If a pregnant woman has mumps in the first 12 to 16 weeks of pregnancy, there are increased possibilities of miscarriage.

Rarer mumps complications include encephalitis and hearing loss. Encephalitis is when the brain becomes swollen leading to neurological issues. In certain cases, it can be lethal. There is a rare risk factor here; this complication impacts one in over 6000 cases. Hearing loss is the rarest complication impacting one in 15,000 cases.


Mumps treatmentMumps treatment is mainly carried out for symptom relief. Doctors advise mumps patients to drink a lot of liquids and eat well. The diet needs to be light. Pain relief medications other than aspirin may be used for giving comfort. For many children, the gland’s swelling goes away in a period of 7 days. A child with mumps should not come to school or daycare for a period of 9 days after the salivary gland swelling.

Mumps can be treated through OTC pain relievers for countering inflammation and fever.
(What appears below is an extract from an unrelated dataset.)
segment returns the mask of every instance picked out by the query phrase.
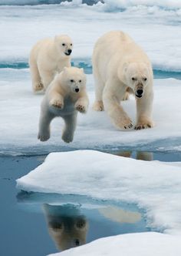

The child should be well hydrated so that he or she can also drink liquids. Nowadays, there exists a combined vaccine called MMR or measles, mumps and rubella which is used for immunizing kids against the disease.
Most kids recover without serious mumps complications.

While mumps infection during the first 3 months of pregnancy increases the rate of spontaneous abortion, there is no evidence it raises the risk of birth defects. The rare complications include arthritis, inflammation of the heart, deafness, encephalitis, meningitis, and pancreatitis. Mumps is a highly contagious viral infection. It has an incubation period of 14 to 18 days from exposure to onset of the symptoms. The disease duration is 7 to 10 days.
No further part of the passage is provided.